Discipleship moments abound in the summer. Consider the never-ending yardwork! Planting your vegetable and flower gardens, weeding, cutting the grass, and harvesting are all opportunities for gospel conversations. Read the opening chapters of Genesis with your kids and discuss the application we find in our own lives even thousands of years later. Adam and Eve’s first jobs were to care for the garden. They were to have dominion over the earth. Like them, we care for the small plots of land given to us. Sadly, with the entrance of sin our gardens were doomed to have weeds. Still, just as in the very beginning, each plant yields seed according to their own kind. When we plant a sunflower seed, we won’t get a marigold in its place! And as you clip flowers to arrange in a vase, or harvest juicy, red tomatoes, talk to the children about sowing and reaping. Remind them how important it is to tend to the garden of their hearts! What kind of “seeds” are they planting and what kind of “fruit” can they expect to grow in their lives?

Rejoice in all God has Made

Many of us travel in the summer giving us yet another occasion for discipleship. Yes, even logging hours in your minivan can yield moments to share about the Lord! When my children were little, and we were racking up the travel miles, gazing at the scenery as we drove past,  I loved declaring to them from the passenger seat, “The earth is the Lord’s and the fullness thereof, the world and those who dwell therein!” (Psalm 24:1). Seeing new places and new people caused me to delight in the creativity of the Lord. I wanted my children to learn to do the same. When one of my daughters asked to see the sunrise at the ocean, we got up extra early, made our way to the beach, sitting at the edge of the dunes and read Psalm 139 as the sun peeked over the edge of the water. It was a profound moment for both of us.  Vacations were times for exploration. We talked about each little sea creature discovered at the beach, or the beauty of the rolling mountains outside the cabin door, or the diversity of people in the cities when we visited museums, all the time pointing out our God’s workmanship and giving Him the glory!

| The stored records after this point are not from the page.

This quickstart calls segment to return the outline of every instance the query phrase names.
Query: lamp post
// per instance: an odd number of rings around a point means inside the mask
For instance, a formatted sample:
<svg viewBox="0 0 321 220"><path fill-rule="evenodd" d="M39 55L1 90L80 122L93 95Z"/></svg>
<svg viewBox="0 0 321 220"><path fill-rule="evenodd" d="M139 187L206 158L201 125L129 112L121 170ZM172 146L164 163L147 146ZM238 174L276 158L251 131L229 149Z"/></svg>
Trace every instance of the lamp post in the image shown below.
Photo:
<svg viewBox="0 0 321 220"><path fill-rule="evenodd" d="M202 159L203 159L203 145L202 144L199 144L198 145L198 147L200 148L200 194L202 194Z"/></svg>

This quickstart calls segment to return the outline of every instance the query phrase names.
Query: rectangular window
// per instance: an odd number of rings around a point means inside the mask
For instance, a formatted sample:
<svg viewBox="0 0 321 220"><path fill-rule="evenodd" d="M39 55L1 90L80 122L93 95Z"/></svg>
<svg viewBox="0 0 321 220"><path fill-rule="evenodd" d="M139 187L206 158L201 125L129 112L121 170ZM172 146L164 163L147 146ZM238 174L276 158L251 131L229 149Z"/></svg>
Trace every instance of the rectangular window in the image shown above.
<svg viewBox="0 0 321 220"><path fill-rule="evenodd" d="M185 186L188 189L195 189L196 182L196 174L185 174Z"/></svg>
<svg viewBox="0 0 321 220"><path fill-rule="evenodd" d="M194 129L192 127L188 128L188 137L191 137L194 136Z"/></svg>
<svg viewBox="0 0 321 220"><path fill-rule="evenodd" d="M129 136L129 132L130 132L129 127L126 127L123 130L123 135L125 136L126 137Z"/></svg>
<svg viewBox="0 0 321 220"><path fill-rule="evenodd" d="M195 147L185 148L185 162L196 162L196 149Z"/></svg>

Of course, no season is easier or harder when it comes to the discipleship of our children. There will always be both opportunities and obstacles. Let us make the most of one and battle against the other. The key isn’t found in having many clever ideas and cute ways to tie the gospel to experiences; rather, the key is Christ himself. As He is central in your heart and mind, He will be central in your parenting. As His word fills your mind, His word will spill out in your conversations with your precious little ones.  Fill your mind with the goodness of the Lord and the gospel will come alive in your everyday play…summertime or winter time, whether the “livin’ is easy” or not!

Photo by Ben White on Unsplash

Lisa Updike

Lisa Updike is the Director of Children’s Ministries at Covenant in Harrisonburg, VA and doesn’t remember a day when she didn’t love Jesus. Her ministry experience includes teaching, special education, leading children’s choirs, and writing. Several of her books and curriculum are available through the PCA bookstore. She and her husband, Kevin, have been married since 1989 and are blessed with 4 adult children, 3 of whom joined their family through adoption. Lisa and Kevin stay busy with church activities, creating art,  and best of all, doting on their two grandsons.